Por: Jorge Alejandro Suárez Saponaro |Director de Diario El Minuto para Argentina.


No exento de controversias, la fuerza resultante, conocidas como “Cunditas” se transformó en un serio adversario para las fuerzas japonesas.

En 1942, Birmania cayó en manos japonesas, en el marco de una guerra relámpago llevada en el Extremo Oriente. En meses, Japón lanzó ofensivas a gran escala, gracias a su superioridad en el mar, apoyado por una poderosa fuerza de portaaviones, conquistando Malasia, las Indias Holandesas (actual Indonesia), la inexpugnable base de Singapur, además de controlar Indochina francesa sin oposición, dado que el régimen de Vichy, les facilitó las cosas, además de la expansión sobre las islas del Pacífico Sur y la isla Nueva Guinea.

En enero de año citado, los japoneses lanzaron la campaña de Birmania, débilmente defendida por dos divisiones anglo indias. El gobierno británico había hecho poco esfuerzo para la defensa de dicho territorio, y es altamente posible que subestimara las intenciones del enemigo. Los británicos estaban en inferioridad numérica y material, ante un enemigo bien adaptado en la guerra de jungla. Los objetivos estratégicos eran la capital colonial, Rangún, y el llamado Camino de Birmania, que conectaba con China.

Los graves problemas logísticos británicos se vieron agravados por el dominio del aire por parte de Japón. El avance japonés fue rápido, los británicos destruyeron lo que pudieron, especialmente los campos petroleros, e intentaron ponerse en contacto con las fuerzas de China Nacionalista.
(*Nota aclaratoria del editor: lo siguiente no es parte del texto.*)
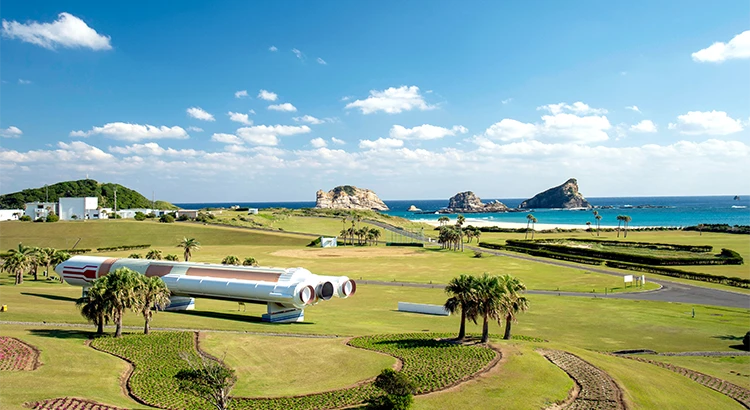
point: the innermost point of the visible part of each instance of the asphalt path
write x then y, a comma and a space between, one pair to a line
670, 291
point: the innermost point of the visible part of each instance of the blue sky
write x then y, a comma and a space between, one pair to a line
416, 99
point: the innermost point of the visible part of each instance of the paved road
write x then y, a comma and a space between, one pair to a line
670, 291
Las fuerzas chinas fueron derrotadas y tuvieron que replegarse hacia el norte, junto con los británicos, quedando amenazada la joya del imperio, la India.

La situación de los británicos en la India era difícil. La agitación nacionalista, con las campañas de de desobediencia civil, sabotajes, boicot, dificultaban los planes de reclutamiento, como de apoyo a otros puntos del imperio. Tropas anglo indias luchaban en Oriente Medio contra Rommel, estaban presentes en Persia, para impedir que cayera en manos del Eje o bajo control total de Moscú. Incluso en lugares tan distantes, como Madagascar, tropas británicas apoyaron a las fuerzas de Francia Libre contra los leales al régimen de Vichy.

No se podía hacer mucho para presionar a los japoneses estacionados en Birmania, salvo escaramuzas fronterizas. En 1942, la división 14 india fue lanzada en una operación sobre la región birmana de Arakán, en diciembre de dicho año, que fue un verdadero fracaso y minó la moral del ejército indio.

En el marco de esta crisis hace aparición el brigadier Orde Wingate, que había desarrollado tácticas de penetración en profundidad y acciones especiales (un ejemplo exitoso fue la Fuerza Especial Gideon en la campaña de Abisinia en 1941 o la instrucción de escuadras nocturnas con voluntarios judíos en los 30, para hacer frente al activismo árabe) La Brigada 77 de Infantería india, fue el núcleo de la Fuerza Especial Chindita, derivado de la mala pronunciación de “Chindeis”, suerte de leones mitológicos, guardianes de los templos birmanos.

Este elemento de operaciones especiales, llevaría a cabo penetraciones profundas en el territorio enemigo y fue instruido en la India, formado por personal no solo británico, sino indio, los célebres gurkas, tropas de África occidental, birmanos, etc. Estas fuerzas, serían abastecidas por aire y por ende, su equipamiento, a diferencia del soldado británico común, era mucho más liviano. Las fuerzas chinditas debían golpear y replegarse, librando una suerte de guerra no convencional.

El abastecimiento aéreo, suplió la necesidad de contar con caminos y facilitó el apoyo a las fuerzas especiales, que operando en columnas, tenían un alto margen de autonomía táctica, agregándose una adecuada preparación para la guerra en la jungla.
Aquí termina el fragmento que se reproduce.